A viral rumor claiming a Hong Kong-based shell company made a secret $436 million investment in Bitcoin through BlackRock's iShares Bitcoin ETF (IBIT) as a covert move by Beijing to bypass China's crypto ban has been debunked. The investment was actually made by Abu Dhabi's sovereign wealth fund, Mubadala Investment Company.
Despite the false narrative, the story highlights a real trend: Hong Kong firms are actively increasing Bitcoin ETF exposure. For instance, Avenir Group's holdings in IBIT reached $688 million by March 2025. Hong Kong's pro-crypto regulatory environment contrasts sharply with mainland China's restrictions, positioning it as a hub for regulated Bitcoin access.
Concurrently, U.S. spot Bitcoin ETFs experienced $104.9 million in net outflows on Tuesday, February 18, 2026. Total trading volume plummeted to just over $3 billion, a nearly 80% drop from the record $14.7 billion seen on February 5, indicating a significant slowdown in activity.
The outflows coincided with the release of Q4 2025 institutional holdings reports. While Jane Street emerged as the second-largest buyer of IBIT with a $276 million purchase, a new and mysterious entity entered the scene. A Hong Kong-based company named Laurore, with no public footprint, reported a single $436.2 million acquisition of IBIT shares to the SEC. The filer's name, Zhang Hui, is a common Chinese alias, fueling speculation.

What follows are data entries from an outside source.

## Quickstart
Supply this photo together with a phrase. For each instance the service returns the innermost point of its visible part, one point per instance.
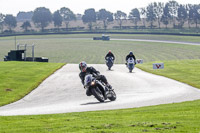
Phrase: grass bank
(19, 78)
(186, 71)
(179, 117)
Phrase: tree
(89, 17)
(120, 17)
(166, 15)
(143, 12)
(10, 21)
(2, 17)
(173, 9)
(57, 18)
(24, 16)
(182, 15)
(26, 25)
(42, 17)
(151, 14)
(105, 16)
(134, 16)
(158, 8)
(67, 16)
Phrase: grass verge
(179, 117)
(186, 71)
(17, 79)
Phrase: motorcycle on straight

Bitwise Investments advisor Jeff Park suggested this could be an early sign of institutional Chinese capital entering Bitcoin, potentially linked to capital flight. However, analysts caution against conflating private investment with state action.
Other notable Q4 2025 moves included: Weiss Asset Management adding ~$107.5 million in IBIT, 59 North Capital increasing its position by ~$99.8 million, and Mubadala boosting its holdings by 45% to $630.7 million. In contrast, Brevan Howard slashed its IBIT holdings by roughly 85% (from $2.4B to $273.5M), and Goldman Sachs trimmed its position by about 40%, leaving around $1 billion.